The unstated assumptions
The WaPo writes up a RAND corporation study on consumer-directed health-care plans:
In contrast to traditional plans, in which beneficiaries typically pay a modest deductible and co-payments of $15 or $20 for visits to the doctor, the new plans can require consumers to shell out hundreds and sometimes thousands of dollars of their own money for drugs, doctors and hospital care before most coverage kicks in.Consumer-directed health care is just another corporate class caper to place the burdens of risk on individuals, in this case, using the shiny allure of low premiums to mask the shifting of the onus of financial responsibility onto the beneficiary.
The annual deductible in a consumer-directed plan is generally $1,050 to $2,000 for individuals and $2,100 to $4,000 for families -- far higher than the average $220 deductible in a traditional employer-sponsored health plan. Premiums tend to be lower, however.
Consumer-directed plans have been heavily promoted by the Bush administration as a way to rein in spiraling health-care spending by giving consumers a financial incentive to shop around for the best care at a reasonable price -- and to get only the care they need.
The high deductible portends one of two things: a) you have the money to pay for treatments before your benefits kick in; or b) you are very judicious in your use of health services:
In some cases, for example, the greater cost-sharing burden on consumers meant that they did not go to the emergency room for problems that did not require it. At other times, people were forgoing necessary care and potentially jeopardizing their health.I'm intrigued that making people "consume" their health care "responsibly" seems to be a stated rationale for pushing these types of insurance schemes. It suggests that the reason health care costs and insurance rates are so out of control is because people are going to the doctor too much. That and lawsuits (and hence the necessity for tort reform! But I digress...). That time you went to the doctor because you had a sore throat for three days and couldn't swallow, but the doc said it wasn't strep and you should just gargle warm salt water - irresponsible consumption of health care.
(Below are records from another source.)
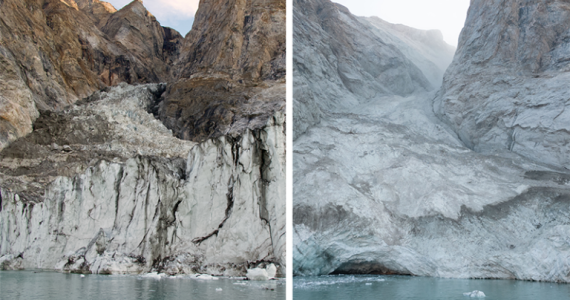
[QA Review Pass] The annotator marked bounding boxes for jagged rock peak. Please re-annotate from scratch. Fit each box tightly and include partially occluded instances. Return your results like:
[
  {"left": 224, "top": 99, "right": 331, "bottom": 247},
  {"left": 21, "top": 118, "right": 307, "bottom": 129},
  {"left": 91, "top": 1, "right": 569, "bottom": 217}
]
[
  {"left": 434, "top": 0, "right": 570, "bottom": 168},
  {"left": 155, "top": 0, "right": 286, "bottom": 141},
  {"left": 293, "top": 0, "right": 454, "bottom": 139},
  {"left": 0, "top": 0, "right": 181, "bottom": 149}
]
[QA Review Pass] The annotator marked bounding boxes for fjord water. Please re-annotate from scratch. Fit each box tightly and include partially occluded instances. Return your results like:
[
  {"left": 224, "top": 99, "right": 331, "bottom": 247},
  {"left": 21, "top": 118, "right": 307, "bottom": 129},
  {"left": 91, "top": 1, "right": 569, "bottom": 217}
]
[
  {"left": 293, "top": 275, "right": 570, "bottom": 300},
  {"left": 0, "top": 271, "right": 285, "bottom": 300}
]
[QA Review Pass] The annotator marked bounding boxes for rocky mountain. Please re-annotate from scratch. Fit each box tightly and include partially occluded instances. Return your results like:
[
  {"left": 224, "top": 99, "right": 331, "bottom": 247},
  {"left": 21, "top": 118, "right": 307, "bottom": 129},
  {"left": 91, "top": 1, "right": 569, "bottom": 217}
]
[
  {"left": 0, "top": 0, "right": 285, "bottom": 276},
  {"left": 0, "top": 0, "right": 177, "bottom": 149},
  {"left": 293, "top": 0, "right": 454, "bottom": 139},
  {"left": 293, "top": 0, "right": 570, "bottom": 282},
  {"left": 158, "top": 0, "right": 286, "bottom": 141},
  {"left": 435, "top": 1, "right": 570, "bottom": 169}
]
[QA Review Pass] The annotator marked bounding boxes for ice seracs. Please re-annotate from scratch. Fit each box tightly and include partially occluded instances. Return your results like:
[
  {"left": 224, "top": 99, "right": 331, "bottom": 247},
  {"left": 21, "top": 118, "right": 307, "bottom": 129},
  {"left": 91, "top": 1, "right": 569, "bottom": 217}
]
[{"left": 293, "top": 0, "right": 570, "bottom": 282}]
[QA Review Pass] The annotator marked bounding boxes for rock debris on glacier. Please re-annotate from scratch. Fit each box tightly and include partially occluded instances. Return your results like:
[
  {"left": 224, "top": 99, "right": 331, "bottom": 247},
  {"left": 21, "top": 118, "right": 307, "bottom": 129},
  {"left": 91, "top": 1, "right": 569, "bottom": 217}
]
[{"left": 0, "top": 0, "right": 285, "bottom": 276}]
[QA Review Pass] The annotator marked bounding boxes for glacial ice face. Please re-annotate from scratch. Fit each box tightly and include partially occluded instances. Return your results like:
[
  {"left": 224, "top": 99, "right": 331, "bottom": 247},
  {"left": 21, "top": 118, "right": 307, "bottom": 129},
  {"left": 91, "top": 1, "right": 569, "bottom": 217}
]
[
  {"left": 293, "top": 1, "right": 570, "bottom": 282},
  {"left": 0, "top": 85, "right": 285, "bottom": 275},
  {"left": 434, "top": 0, "right": 570, "bottom": 169}
]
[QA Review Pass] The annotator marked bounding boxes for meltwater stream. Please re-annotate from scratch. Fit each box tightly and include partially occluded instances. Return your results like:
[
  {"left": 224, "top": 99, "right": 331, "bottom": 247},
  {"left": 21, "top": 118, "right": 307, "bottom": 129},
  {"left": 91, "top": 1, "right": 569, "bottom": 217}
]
[
  {"left": 0, "top": 271, "right": 285, "bottom": 300},
  {"left": 293, "top": 275, "right": 570, "bottom": 300}
]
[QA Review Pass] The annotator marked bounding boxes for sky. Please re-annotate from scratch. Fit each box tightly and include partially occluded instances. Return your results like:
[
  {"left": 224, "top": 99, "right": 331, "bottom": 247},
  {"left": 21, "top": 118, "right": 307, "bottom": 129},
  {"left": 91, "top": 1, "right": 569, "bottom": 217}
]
[
  {"left": 104, "top": 0, "right": 200, "bottom": 36},
  {"left": 332, "top": 0, "right": 470, "bottom": 46}
]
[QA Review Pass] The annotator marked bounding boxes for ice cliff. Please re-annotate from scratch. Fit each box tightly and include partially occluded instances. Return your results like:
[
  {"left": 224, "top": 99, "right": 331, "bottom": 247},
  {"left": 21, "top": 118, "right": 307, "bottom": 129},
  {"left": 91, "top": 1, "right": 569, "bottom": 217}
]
[
  {"left": 0, "top": 0, "right": 285, "bottom": 276},
  {"left": 293, "top": 0, "right": 570, "bottom": 282}
]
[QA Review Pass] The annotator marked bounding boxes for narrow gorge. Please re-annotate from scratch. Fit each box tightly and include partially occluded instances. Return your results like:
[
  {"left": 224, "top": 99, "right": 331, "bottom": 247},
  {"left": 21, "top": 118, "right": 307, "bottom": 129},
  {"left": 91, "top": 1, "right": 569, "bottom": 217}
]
[
  {"left": 293, "top": 0, "right": 570, "bottom": 283},
  {"left": 0, "top": 0, "right": 286, "bottom": 276}
]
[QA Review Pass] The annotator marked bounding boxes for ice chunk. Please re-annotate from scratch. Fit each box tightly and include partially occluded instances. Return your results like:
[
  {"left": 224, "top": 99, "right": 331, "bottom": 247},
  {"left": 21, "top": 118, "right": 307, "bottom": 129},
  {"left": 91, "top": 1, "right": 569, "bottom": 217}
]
[
  {"left": 196, "top": 274, "right": 218, "bottom": 280},
  {"left": 141, "top": 272, "right": 166, "bottom": 280},
  {"left": 265, "top": 264, "right": 277, "bottom": 278},
  {"left": 463, "top": 290, "right": 486, "bottom": 298},
  {"left": 245, "top": 268, "right": 269, "bottom": 281}
]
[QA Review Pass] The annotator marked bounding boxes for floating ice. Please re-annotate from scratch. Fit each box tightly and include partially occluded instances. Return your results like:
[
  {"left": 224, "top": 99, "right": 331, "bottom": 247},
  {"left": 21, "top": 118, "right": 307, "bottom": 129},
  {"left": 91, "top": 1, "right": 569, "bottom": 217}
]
[
  {"left": 246, "top": 268, "right": 269, "bottom": 281},
  {"left": 196, "top": 274, "right": 218, "bottom": 280},
  {"left": 141, "top": 272, "right": 166, "bottom": 280},
  {"left": 463, "top": 290, "right": 486, "bottom": 298},
  {"left": 265, "top": 264, "right": 277, "bottom": 278}
]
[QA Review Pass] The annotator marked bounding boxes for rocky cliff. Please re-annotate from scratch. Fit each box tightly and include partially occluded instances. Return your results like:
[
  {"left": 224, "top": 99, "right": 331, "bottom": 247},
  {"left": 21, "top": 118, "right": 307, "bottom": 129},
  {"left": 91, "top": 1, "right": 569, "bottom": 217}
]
[
  {"left": 293, "top": 0, "right": 454, "bottom": 139},
  {"left": 435, "top": 1, "right": 570, "bottom": 168},
  {"left": 157, "top": 0, "right": 286, "bottom": 141},
  {"left": 0, "top": 0, "right": 180, "bottom": 149},
  {"left": 293, "top": 0, "right": 570, "bottom": 282},
  {"left": 0, "top": 0, "right": 285, "bottom": 276}
]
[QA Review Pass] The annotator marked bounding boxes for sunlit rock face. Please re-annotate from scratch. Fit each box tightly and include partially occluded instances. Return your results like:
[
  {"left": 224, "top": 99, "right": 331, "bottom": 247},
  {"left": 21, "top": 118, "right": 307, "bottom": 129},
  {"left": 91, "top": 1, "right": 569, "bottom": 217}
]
[
  {"left": 158, "top": 0, "right": 286, "bottom": 141},
  {"left": 293, "top": 1, "right": 570, "bottom": 282},
  {"left": 0, "top": 0, "right": 285, "bottom": 276},
  {"left": 434, "top": 0, "right": 570, "bottom": 168},
  {"left": 0, "top": 0, "right": 177, "bottom": 149}
]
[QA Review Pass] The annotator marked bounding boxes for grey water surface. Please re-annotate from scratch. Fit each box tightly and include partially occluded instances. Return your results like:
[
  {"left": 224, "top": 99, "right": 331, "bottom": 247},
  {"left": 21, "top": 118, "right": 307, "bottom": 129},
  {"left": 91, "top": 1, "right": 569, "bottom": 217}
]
[
  {"left": 0, "top": 271, "right": 285, "bottom": 300},
  {"left": 293, "top": 275, "right": 570, "bottom": 300}
]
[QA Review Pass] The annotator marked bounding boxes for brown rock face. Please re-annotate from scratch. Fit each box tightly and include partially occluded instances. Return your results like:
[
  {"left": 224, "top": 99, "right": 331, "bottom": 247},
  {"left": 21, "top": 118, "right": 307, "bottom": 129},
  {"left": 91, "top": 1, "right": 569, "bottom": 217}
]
[
  {"left": 75, "top": 0, "right": 117, "bottom": 28},
  {"left": 0, "top": 0, "right": 177, "bottom": 149},
  {"left": 159, "top": 0, "right": 286, "bottom": 140}
]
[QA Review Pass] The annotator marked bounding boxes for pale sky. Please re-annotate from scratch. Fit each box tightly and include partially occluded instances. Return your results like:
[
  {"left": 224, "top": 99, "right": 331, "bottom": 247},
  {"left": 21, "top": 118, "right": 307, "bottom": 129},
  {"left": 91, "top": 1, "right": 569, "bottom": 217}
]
[
  {"left": 104, "top": 0, "right": 200, "bottom": 36},
  {"left": 332, "top": 0, "right": 470, "bottom": 46}
]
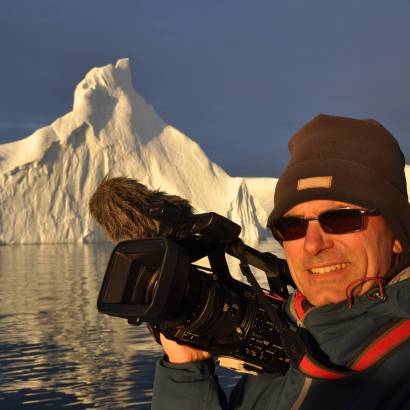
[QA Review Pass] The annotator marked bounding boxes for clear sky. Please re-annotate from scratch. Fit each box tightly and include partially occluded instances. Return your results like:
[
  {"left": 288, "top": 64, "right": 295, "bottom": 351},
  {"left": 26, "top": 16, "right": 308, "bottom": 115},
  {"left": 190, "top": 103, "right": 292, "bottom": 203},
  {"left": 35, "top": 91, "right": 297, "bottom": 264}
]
[{"left": 0, "top": 0, "right": 410, "bottom": 176}]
This is nuts. The driving force behind the increasing price of medical care is administrative costs. Preventative health care is more cost effective in the long-term than acute care. There are well-established links between access to health care and worker productivity. Why, then, is the solution to our health care crisis to discourage seeing doctors?
One of the great bogeymen of socialized medicine was the "rationing" of health care: hour long waits for doctors, 12-month queues for surgeries, a proscribed number of visits per year. Consumer-directed health-care plans accomplish a very similar goal in a neo-liberal context, forcing consumers to self-ration their own care. Funny how that works.